I read an entire (library) book over the long weekend, which was wonderful in itself. The book made a big impression on me, and at times left me feeling pretty low. It’s a story you may be familiar with, but I hadn’t heard it before and can’t remember now how I found out about it. I even have a feeling someone reading the blog suggested it.
The book is called Breaking Night: A Memoir of Forgiveness, Survival and My Journey From Homeless to Harvard. It’s written by a young woman named Liz Murray who grew up in the Bronx with two drug-addicted parents. From the age of four she watched her parents shoot up in their squalid apartment, waited anxiously for them to come home from scoring drugs, and survived on bread with mayonnaise as they blew their monthly welfare check in a few days of bingeing and left the cupboards bare. Liz stopped going to school and evaded caseworkers with tenacity and creativity. By the time she was fifteen she was living on her own, carrying everything she owned in a backpack and surviving on what food she could beg from friends, or steal.
The story has an uplifting ending. This remarkable young woman has not only come to terms with her childhood, forgiven her parents, and made much of herself but now devotes her life to helping others realize their potential regardless of their circumstances.
One of the things that struck me most about Liz’s story was how invisible she was. For years she slept in stairwells or subways at night or in friends’ empty apartments during the day while their parents were at work. After a stint in “placement” she was terrified of being sent back into the system so never let on how dire her circumstances really were.
I was out for a walk along Broadway today and saw a young woman sitting on a corner. She was wearing filthy clothes and had a kerchief around her head and a dirty blanket around her shoulders. In her lap was a cardboard sign that said “Please help. $18 will get me a room at the Joyce.” I thought of the book, and of all the people who looked the other way while Liz Murray endured stunning neglect and thieved her way through her American childhood.

A hallway at the Joyce Hotel. Photo from hostelz.com, a hostel review site. Reviews of the Joyce are not for the faint of heart.
There was a dog curled on an old sleeping bag a few yards away, a bag of kibble propped up nearby. I smiled at the young woman and said hello but kept walking, unsure. After a few steps I turned around. The woman spoke. “She’s okay, if you’re worried about the dog. She won’t hurt you.” I went back and stood near the woman. Her green eyes were clear, her face marked by fatigue. Her straight white teeth hinted at the fact that maybe, at some point, someone had cared about her.

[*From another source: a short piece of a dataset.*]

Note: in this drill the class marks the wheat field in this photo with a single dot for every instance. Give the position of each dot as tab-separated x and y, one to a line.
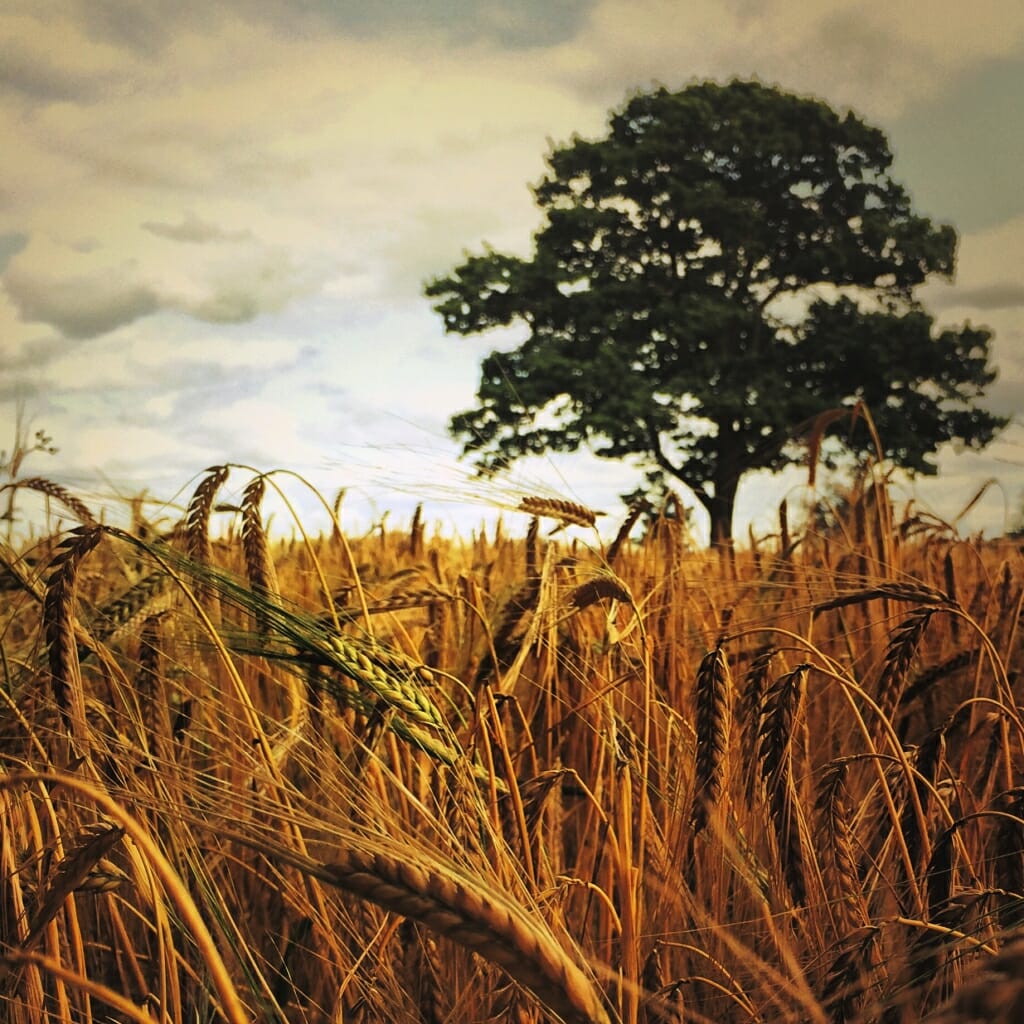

Her name was Carrie. We started to talk and she told me she’d been living on the streets for about a year, ever since she lost her job at a residential treatment center in Yakima. She grew up in Portland so, jobless, she headed back towards home. Her car died during the trip and she arrived penniless. Usually she sleeps under a bridge, but occasionally she collects enough coins to pay for a night in a four bed “hostel” room at the Joyce Hotel. She shivered under her blanket.

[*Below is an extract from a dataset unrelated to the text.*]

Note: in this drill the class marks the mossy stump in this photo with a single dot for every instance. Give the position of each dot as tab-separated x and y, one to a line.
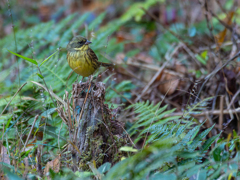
98	136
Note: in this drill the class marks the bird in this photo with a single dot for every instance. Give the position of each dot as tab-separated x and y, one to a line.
81	58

The paper cup held some pennies and other coins. It seems pretty cheeky in retrospect, but I asked her if she was using and I believed her when she proudly said she’d been clean for four years.
I reached into my pocket for the C-note I’d tucked in there earlier. “I don’t want to put this in your cup.” I said. “Here.” I held out the folded bill and she wrapped her hand around it and pulled it onto her lap. “Thanks a lot,” she said, smiling at me. A few seconds passed. “Did you look at it?” I asked her. “No,” she said and opened her hand just a speck, hiding it with her sign.
“Oh, my god! Thank you so much!” She started unfolding her legs in what seemed like slow motion and then her tiny self was standing in front of me. I towered over her, something that doesn’t happen often. “Can I give you a hug?” she asked. “No one’s ever done something like this for me before.”
She gave me a big hug and then I wasn’t really sure what to say. I told her I was very sorry for what she was going through and to take care of herself. “And,” I added, “remember that there’s goodness and kindness in the world.” With a mildly hopeful smile, she said she would.
Earlier tonight I took the garbage out, including the remains of our Thanksgiving feast and a discarded pair of shoes no longer comfortable. Empty wine bottles from our festivities fill the recycling bin. I got chilled in the few minutes it took me to empty the trash into the bins and roll them to the curb. I came in to a warm house smelling of fresh-baked cookies.
How can I forget, even for a moment, that I am profoundly and deeply blessed? But I do.